Groups have mixed reactions to the initial payouts. Greater Newport Physicians, a 450-doctor IPA based in Newport Beach, CA, was one of the better-performing groups on the IHA scorecard. Yet it received far less than it had anticipated from some plans because of their payment methods, says Diane Laird, chief executive officer of the IPA. One HMO, she says, gave most of its rewards to the top few groups.

If the plans pay only the top 10 to 20 percent of groups, Laird says, "it makes it difficult for groups to keep investing in improvement." FP Ronald P. Bangasser of the Beaver Medical Group in Redlands, CA, wants to see groups paid for improvement as well as for sheer performance. He says some plans are considering doing that, but others oppose it.

While the IHA program has been praised for using a single yardstick to measure physician groups, two of the six founding plans—Blue Cross of California and PacifiCare—still base payments on their own set of measures (including some of the IHA metrics) and publish their own scorecards.

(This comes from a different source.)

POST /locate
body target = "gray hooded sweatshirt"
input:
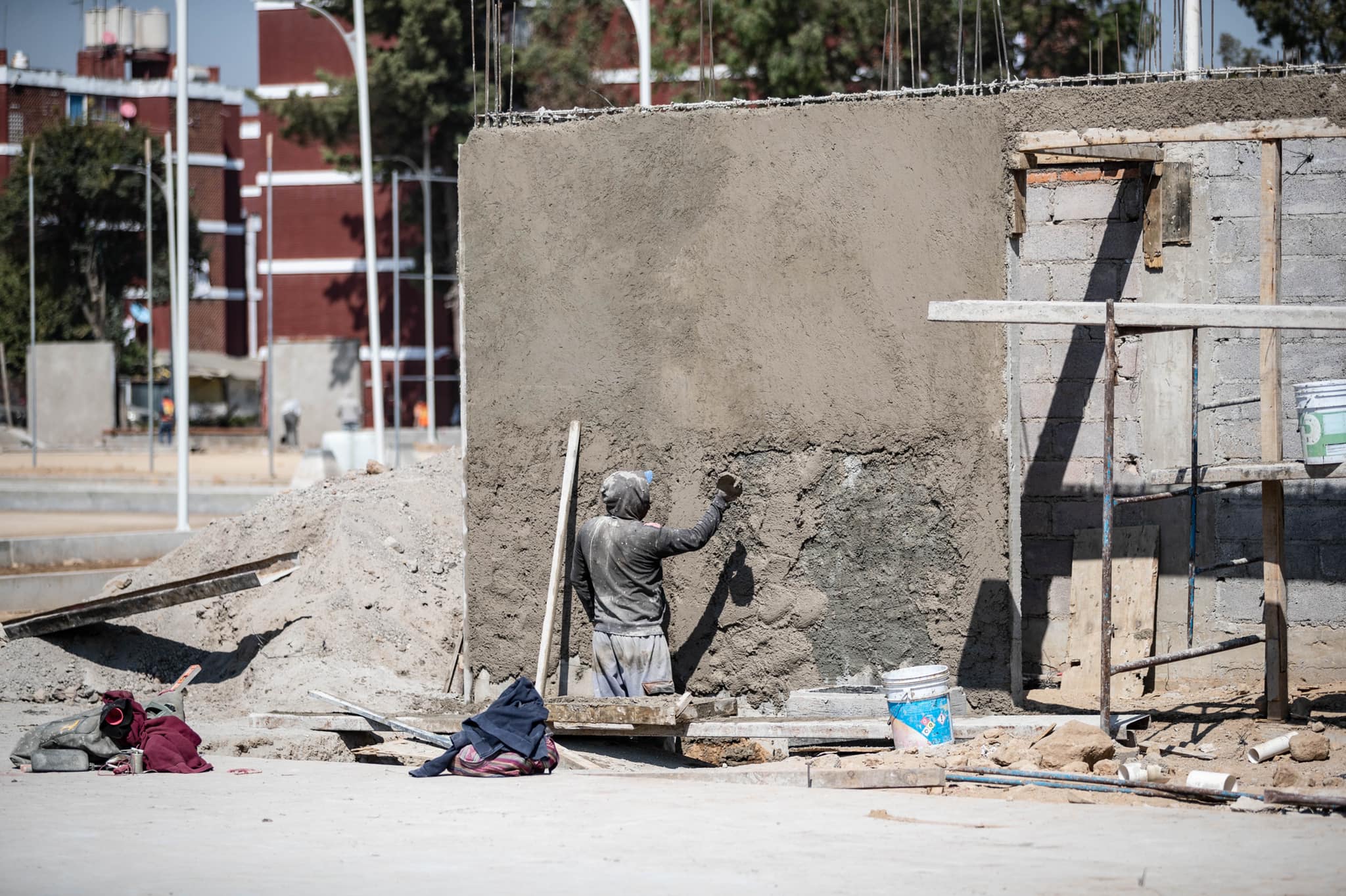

This rankles internist Andrew P. Siskind, president of the Bristol Park Medical Group in Irvine, CA, who points out that groups may be scored and paid differently by different plans. Noting that Blue Cross rated Bristol Park as one of the top five groups in southern California, Siskind expresses satisfaction with the bonus that the group received from that plan. But he's surprised that the group rated low on PacifiCare's report card, and chagrined that it received so little money from PacifiCare.

FP Sam Ho, the HMO's corporate chief medical officer, responds that if Bristol Park didn't get as much as it expected, that was because it didn't perform well on PacifiCare's measures. (The group's score on the IHA report card was "average" for clinical quality and "good" for patient experience.)

Four of the six plans allowed groups to report data on the IHA measures, and one of the others, PacifiCare, is allowing them to do it this year. Groups that self-reported generally did better on the measures than those that allowed health plans to rely on their own data. Sharon Katz, vice president of medical management for the Mills Peninsula Medical Group, a 350-doctor IPA in the San Francisco Bay area, says the plans' and the groups' data differed by up to 20 percent. Since the self-reporting groups were audited, she adds, much of this difference is related to problems the HMOs have had in managing encounter data from the groups.

Group executives interviewed by Medical Economics said that most of the quality awards would go to the physicians in their groups. After deducting some of the money for IT investments, for instance, the Beaver group is dividing the rest of its award evenly between primary care physicians and specialists. Bangasser says primary care doctors can make up to $8,000 each.

Despite grumbles over the size and methodology of the quality payments, most participants praised the approach. "I'd much rather get paid for quality than for utilization," says Siskind. And Bangasser predicts most groups will do better next year. "Now that they know the money's there, they'll respond more quickly," he says.